Convolutions

Objectives:

Application of convolution on images

Reading and opening images

The following code enables to read an image, put it in a numpy array and display it in the notebook.



In [ ]:

    
%matplotlib inline
import matplotlib.pyplot as plt
import numpy as np

from skimage.io import imread
from skimage.transform import resize



In [ ]:

    
sample_image = imread("bumblebee.png")
sample_image= sample_image.astype("float32")

size = sample_image.shape
print("sample image shape: ", sample_image.shape)

plt.imshow(sample_image.astype('uint8'));

A simple convolution filter

The goal of this section to use tensorflow / Keras to perform individual convolutions on images. This section does not involve training any model yet.



In [ ]:

    
import tensorflow as tf
print(tf.__version__)



In [ ]:

    
from tensorflow.keras.models import Sequential
from tensorflow.keras.layers import Conv2D



In [ ]:

    
conv = Conv2D(filters=3, kernel_size=(5, 5), padding="same",
              input_shape=(None, None, 3))
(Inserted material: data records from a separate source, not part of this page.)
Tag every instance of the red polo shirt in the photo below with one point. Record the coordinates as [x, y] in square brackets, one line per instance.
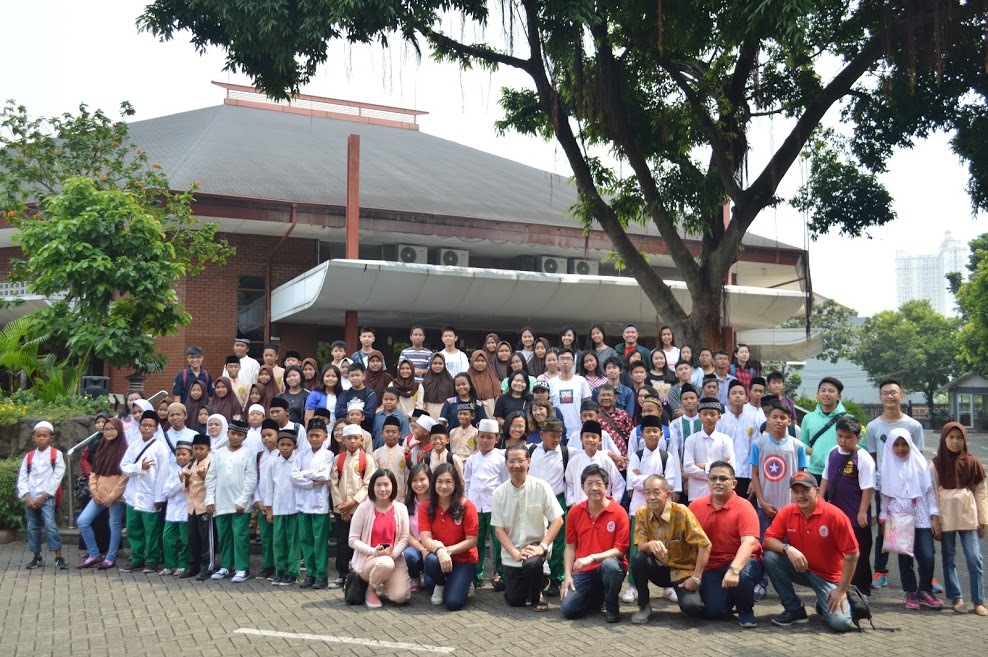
[450, 532]
[725, 527]
[609, 530]
[825, 538]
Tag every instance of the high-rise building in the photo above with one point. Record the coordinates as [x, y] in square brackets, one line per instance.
[924, 276]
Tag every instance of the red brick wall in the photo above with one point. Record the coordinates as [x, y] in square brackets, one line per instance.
[211, 298]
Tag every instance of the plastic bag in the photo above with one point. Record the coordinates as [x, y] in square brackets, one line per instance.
[900, 533]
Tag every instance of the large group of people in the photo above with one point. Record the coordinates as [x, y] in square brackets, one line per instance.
[585, 472]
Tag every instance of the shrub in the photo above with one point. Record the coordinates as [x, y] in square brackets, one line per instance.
[11, 506]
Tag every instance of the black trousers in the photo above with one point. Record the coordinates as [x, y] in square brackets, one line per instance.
[202, 544]
[341, 529]
[524, 584]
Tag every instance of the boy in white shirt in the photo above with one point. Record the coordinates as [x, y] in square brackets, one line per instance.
[230, 486]
[705, 447]
[146, 467]
[175, 537]
[38, 481]
[281, 504]
[313, 505]
[484, 471]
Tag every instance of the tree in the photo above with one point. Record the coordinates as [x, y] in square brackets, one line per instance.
[653, 103]
[914, 345]
[972, 299]
[834, 320]
[103, 236]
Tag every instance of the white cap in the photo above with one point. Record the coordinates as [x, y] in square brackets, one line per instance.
[488, 426]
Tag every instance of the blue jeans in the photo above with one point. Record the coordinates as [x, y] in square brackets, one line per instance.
[975, 566]
[925, 552]
[602, 583]
[783, 576]
[46, 516]
[718, 601]
[457, 582]
[413, 559]
[86, 518]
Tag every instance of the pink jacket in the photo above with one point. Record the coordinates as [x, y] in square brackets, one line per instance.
[361, 526]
Remember: in Keras, None is used as a marker for tensor dimensions with dynamic size. In this case batch_size, width and height are all dynamic: they can depend on the input. Only the number of input channels (3 colors) has been fixed.



In [ ]:

    
sample_image.shape



In [ ]:

    
img_in = np.expand_dims(sample_image, 0)
img_in.shape

Questions:

If we apply this convolution to this image, what will be the shape of the generated feature map?

Hints:

in Keras padding="same" means that convolutions uses as much padding as necessary so has to preserve the spatial dimension of the input maps or image;
in Keras, convolutions have no strides by default.
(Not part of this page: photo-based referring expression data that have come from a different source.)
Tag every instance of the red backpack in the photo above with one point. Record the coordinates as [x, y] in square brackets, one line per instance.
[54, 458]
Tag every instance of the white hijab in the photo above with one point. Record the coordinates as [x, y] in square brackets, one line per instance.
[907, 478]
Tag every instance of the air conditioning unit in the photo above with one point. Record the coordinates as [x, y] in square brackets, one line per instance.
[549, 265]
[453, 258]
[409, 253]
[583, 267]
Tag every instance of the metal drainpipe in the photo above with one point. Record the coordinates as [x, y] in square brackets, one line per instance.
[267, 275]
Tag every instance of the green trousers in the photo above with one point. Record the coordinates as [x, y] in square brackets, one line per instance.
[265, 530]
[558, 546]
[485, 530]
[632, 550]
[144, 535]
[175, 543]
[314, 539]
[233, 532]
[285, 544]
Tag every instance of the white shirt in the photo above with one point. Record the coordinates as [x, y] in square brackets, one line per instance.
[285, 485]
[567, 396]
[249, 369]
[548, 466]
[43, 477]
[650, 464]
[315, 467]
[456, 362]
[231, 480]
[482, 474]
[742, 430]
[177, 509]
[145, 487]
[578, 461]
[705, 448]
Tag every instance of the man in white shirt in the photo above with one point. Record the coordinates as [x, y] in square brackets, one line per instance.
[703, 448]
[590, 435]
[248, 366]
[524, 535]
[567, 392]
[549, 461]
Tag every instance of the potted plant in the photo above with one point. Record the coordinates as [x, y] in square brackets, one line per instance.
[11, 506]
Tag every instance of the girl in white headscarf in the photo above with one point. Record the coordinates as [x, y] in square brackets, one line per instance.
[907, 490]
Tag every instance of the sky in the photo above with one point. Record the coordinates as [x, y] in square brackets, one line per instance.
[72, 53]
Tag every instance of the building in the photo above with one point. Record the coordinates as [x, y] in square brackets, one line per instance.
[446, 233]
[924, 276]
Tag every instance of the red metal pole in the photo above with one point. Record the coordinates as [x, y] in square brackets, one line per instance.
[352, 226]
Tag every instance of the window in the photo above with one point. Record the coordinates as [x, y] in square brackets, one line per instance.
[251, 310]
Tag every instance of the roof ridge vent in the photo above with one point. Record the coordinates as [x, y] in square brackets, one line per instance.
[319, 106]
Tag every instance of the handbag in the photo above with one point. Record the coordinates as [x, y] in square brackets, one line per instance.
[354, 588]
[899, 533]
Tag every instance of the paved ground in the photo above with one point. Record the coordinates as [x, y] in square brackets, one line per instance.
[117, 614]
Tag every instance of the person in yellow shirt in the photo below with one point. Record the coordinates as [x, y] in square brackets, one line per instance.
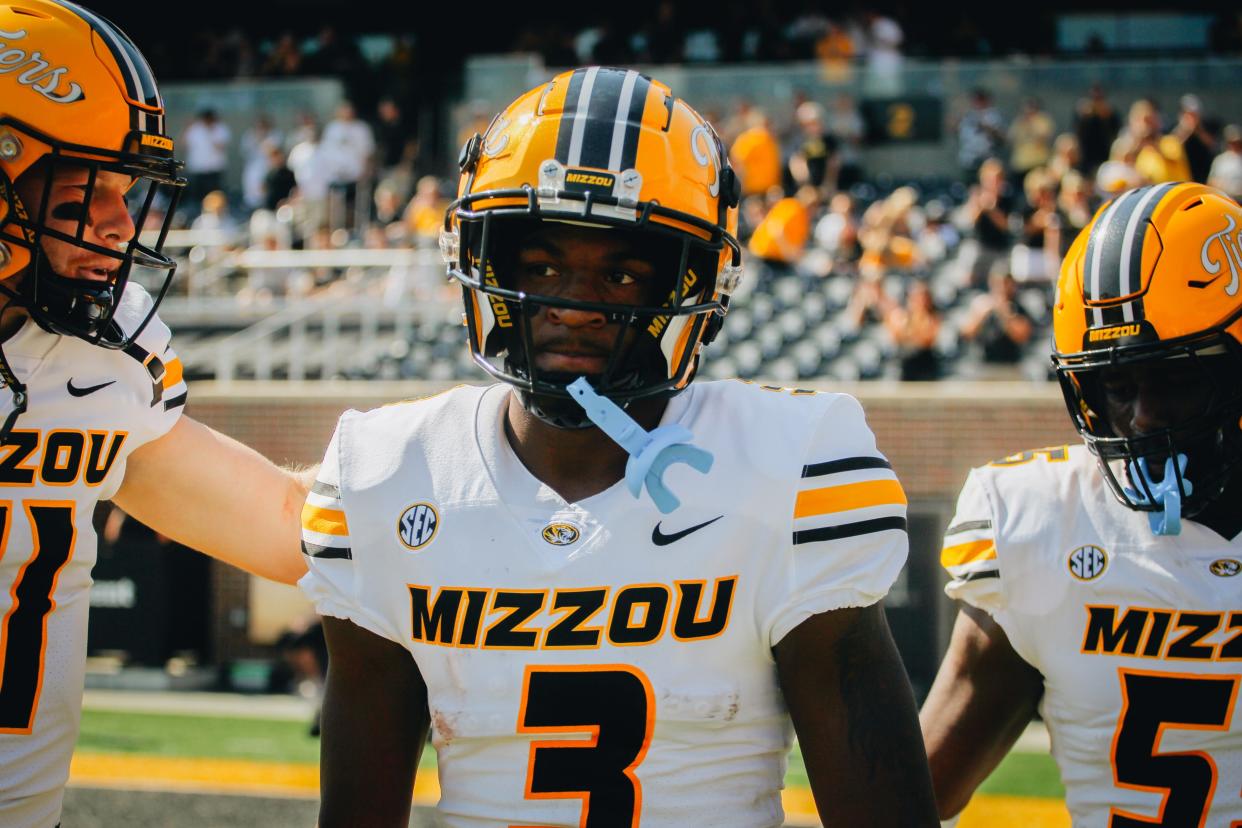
[755, 155]
[781, 236]
[1158, 158]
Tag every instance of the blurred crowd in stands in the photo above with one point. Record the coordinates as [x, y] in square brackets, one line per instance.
[896, 277]
[984, 242]
[945, 276]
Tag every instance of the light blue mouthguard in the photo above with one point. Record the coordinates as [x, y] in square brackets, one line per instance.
[1168, 520]
[651, 453]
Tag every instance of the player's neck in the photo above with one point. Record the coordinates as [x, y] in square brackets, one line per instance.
[574, 463]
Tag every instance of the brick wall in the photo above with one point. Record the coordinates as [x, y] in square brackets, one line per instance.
[932, 432]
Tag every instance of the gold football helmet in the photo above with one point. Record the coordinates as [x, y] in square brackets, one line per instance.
[77, 97]
[1154, 277]
[604, 148]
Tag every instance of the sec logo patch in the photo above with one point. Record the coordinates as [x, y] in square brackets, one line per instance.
[560, 534]
[417, 525]
[1088, 562]
[1225, 567]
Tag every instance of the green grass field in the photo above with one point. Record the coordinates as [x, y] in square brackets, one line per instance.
[104, 731]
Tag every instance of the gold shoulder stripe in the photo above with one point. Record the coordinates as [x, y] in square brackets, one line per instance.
[968, 553]
[851, 495]
[173, 373]
[326, 522]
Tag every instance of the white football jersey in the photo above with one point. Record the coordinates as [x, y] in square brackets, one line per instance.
[1138, 637]
[599, 659]
[88, 409]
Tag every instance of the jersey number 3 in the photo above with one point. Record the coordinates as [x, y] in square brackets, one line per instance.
[24, 632]
[614, 705]
[1153, 702]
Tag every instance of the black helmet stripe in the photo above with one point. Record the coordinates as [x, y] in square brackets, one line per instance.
[602, 118]
[138, 77]
[1113, 265]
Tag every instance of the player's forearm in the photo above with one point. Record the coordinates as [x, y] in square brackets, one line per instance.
[855, 715]
[374, 726]
[232, 504]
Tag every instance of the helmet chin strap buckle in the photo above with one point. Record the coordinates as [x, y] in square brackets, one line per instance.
[651, 453]
[1166, 492]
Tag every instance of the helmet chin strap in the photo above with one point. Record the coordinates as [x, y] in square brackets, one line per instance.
[651, 452]
[1166, 492]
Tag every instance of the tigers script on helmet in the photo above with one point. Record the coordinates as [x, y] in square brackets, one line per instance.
[1155, 276]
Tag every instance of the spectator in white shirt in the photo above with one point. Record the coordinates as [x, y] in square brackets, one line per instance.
[205, 147]
[344, 157]
[1226, 173]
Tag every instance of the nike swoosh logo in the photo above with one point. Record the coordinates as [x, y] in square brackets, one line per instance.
[661, 539]
[91, 389]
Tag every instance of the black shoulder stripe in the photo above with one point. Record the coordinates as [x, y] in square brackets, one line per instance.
[968, 525]
[179, 400]
[846, 464]
[138, 351]
[848, 530]
[316, 550]
[326, 489]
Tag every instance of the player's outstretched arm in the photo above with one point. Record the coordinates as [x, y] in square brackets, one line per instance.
[983, 698]
[374, 725]
[856, 721]
[211, 493]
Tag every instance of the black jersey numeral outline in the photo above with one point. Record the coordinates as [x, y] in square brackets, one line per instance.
[1151, 703]
[615, 706]
[24, 630]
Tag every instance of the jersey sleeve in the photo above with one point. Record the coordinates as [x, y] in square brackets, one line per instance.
[969, 550]
[333, 581]
[846, 540]
[160, 366]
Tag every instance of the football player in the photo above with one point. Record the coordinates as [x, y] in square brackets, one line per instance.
[1101, 584]
[93, 394]
[584, 657]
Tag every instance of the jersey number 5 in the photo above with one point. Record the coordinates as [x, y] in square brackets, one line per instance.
[614, 705]
[25, 627]
[1153, 702]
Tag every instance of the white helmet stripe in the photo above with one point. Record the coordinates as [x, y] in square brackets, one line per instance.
[139, 81]
[584, 97]
[1125, 267]
[622, 119]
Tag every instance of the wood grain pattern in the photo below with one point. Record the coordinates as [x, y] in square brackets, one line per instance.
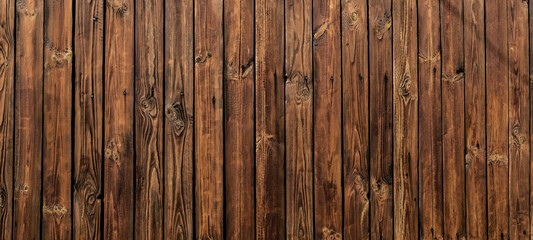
[88, 122]
[519, 155]
[328, 119]
[7, 93]
[239, 119]
[149, 19]
[430, 121]
[299, 119]
[118, 121]
[209, 105]
[497, 116]
[179, 127]
[453, 129]
[475, 159]
[28, 119]
[269, 120]
[355, 120]
[380, 87]
[405, 97]
[57, 130]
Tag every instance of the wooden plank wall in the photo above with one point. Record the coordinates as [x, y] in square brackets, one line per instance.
[266, 119]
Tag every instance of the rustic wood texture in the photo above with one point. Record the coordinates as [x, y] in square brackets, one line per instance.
[430, 121]
[328, 119]
[475, 120]
[380, 88]
[88, 121]
[179, 128]
[356, 165]
[239, 119]
[299, 119]
[27, 167]
[497, 86]
[119, 136]
[209, 105]
[405, 97]
[269, 120]
[7, 107]
[149, 52]
[266, 119]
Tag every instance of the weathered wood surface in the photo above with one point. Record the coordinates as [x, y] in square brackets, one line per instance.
[261, 119]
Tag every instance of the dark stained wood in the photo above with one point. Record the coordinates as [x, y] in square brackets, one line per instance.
[118, 121]
[209, 106]
[475, 159]
[7, 93]
[57, 128]
[28, 119]
[149, 59]
[380, 87]
[269, 120]
[328, 119]
[354, 23]
[430, 121]
[88, 122]
[405, 97]
[497, 119]
[518, 48]
[453, 128]
[239, 119]
[179, 107]
[299, 118]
Bonus: how much padding Keras has to use to preserve the spatial dimensions in this particular case?



In [ ]:

    
img_out = conv(img_in)
print(type(img_out), img_out.shape)

The output is a tensorflow Eager Tensor, which can be converted to obtain a standard numpy array:



In [ ]:

    
np_img_out = img_out[0].numpy()
print(type(np_img_out))



In [ ]:

    
fig, (ax0, ax1) = plt.subplots(ncols=2, figsize=(10, 5))
ax0.imshow(sample_image.astype('uint8'))
ax1.imshow(np_img_out.astype('uint8'));

The output has 3 channels, hence can also be interpreted as an RGB image with matplotlib. However it is the result of a random convolutional filter applied to the original one.
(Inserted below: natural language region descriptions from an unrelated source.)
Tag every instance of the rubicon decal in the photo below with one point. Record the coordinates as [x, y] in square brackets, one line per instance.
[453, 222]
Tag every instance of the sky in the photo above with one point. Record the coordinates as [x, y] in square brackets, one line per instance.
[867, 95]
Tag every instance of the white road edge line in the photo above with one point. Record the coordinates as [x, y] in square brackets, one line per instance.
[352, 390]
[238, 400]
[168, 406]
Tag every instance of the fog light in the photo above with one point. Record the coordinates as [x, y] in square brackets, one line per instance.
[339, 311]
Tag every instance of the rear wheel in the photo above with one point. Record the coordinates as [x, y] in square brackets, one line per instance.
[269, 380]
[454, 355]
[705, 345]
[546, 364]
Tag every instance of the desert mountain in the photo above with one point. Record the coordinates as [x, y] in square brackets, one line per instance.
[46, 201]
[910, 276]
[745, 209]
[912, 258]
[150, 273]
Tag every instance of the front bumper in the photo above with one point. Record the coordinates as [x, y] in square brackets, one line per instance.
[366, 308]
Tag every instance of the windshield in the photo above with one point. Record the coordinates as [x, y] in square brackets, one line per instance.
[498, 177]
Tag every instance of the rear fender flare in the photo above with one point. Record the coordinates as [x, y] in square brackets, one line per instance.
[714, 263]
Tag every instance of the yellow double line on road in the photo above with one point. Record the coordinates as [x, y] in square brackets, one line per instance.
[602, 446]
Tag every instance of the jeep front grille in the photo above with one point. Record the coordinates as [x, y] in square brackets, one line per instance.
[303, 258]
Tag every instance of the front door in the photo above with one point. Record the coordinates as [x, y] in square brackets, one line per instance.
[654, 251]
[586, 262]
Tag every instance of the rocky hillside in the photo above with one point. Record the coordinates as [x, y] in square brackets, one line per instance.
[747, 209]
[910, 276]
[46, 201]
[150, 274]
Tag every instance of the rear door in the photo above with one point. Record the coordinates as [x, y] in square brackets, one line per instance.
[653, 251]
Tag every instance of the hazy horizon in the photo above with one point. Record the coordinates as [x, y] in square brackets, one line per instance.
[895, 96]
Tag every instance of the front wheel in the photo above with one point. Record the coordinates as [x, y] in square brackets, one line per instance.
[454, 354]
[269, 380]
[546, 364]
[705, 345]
Let's look at the parameters:



In [ ]:

    
conv.count_params()

Question: can you compute the number of trainable parameters from the layer hyperparameters?

Hints:

the input image has 3 colors and a single convolution kernel mixes information from all the three input channels to compute its output;
a convolutional layer outputs many channels at once: each channel is the output of a distinct convolution operation (aka unit) of the layer;
do not forget the biases!



In [ ]:

Solution: let's introspect the keras model:



In [ ]:

    
len(conv.get_weights())



In [ ]:

    
weights = conv.get_weights()[0]
weights.shape

Eeach of the 3 output channels is generated by a distinct convolution kernel.

Each convolution kernel has a spatial size of 5x5 and operates across 3 input channels.



In [ ]:

    
biases = conv.get_weights()[1]
biases.shape

One bias per output channel.

We can instead build a kernel ourselves, by defining a function which will be passed to Conv2D Layer. We'll create an array with 1/25 for filters, with each channel seperated.



In [ ]:

    
def my_init(shape=(5, 5, 3, 3), dtype=None):
    array = np.zeros(shape=shape, dtype="float32")
    array[:, :, 0, 0] = 1 / 25
    array[:, :, 1, 1] = 1 / 25
    array[:, :, 2, 2] = 1 / 25
    return array

We can display the numpy filters by moving the spatial dimensions in the end (using np.transpose):



In [ ]:

    
np.transpose(my_init(), (2, 3, 0, 1))



In [ ]:

    
conv = Conv2D(filters=3, kernel_size=(5, 5), padding="same",
           input_shape=(None, None, 3), kernel_initializer=my_init)



In [ ]:

    
fig, (ax0, ax1) = plt.subplots(ncols=2, figsize=(10, 5))
ax0.imshow(img_in[0].astype('uint8'))

img_out = conv(img_in)
np_img_out = img_out[0].numpy()
ax1.imshow(np_img_out.astype('uint8'));

Exercise

Define a Conv2D layer with 3 filters (5x5) that compute the identity function (preserve the input image without mixing the colors).
Change the stride to 2. What is the size of the output image?
Change the padding to 'VALID'. What do you observe?



In [ ]:



In [ ]:

    
# %load solutions/strides_padding.py

Working on edge detection on Grayscale image



In [ ]:

    
# convert image to greyscale
grey_sample_image = sample_image.mean(axis=2)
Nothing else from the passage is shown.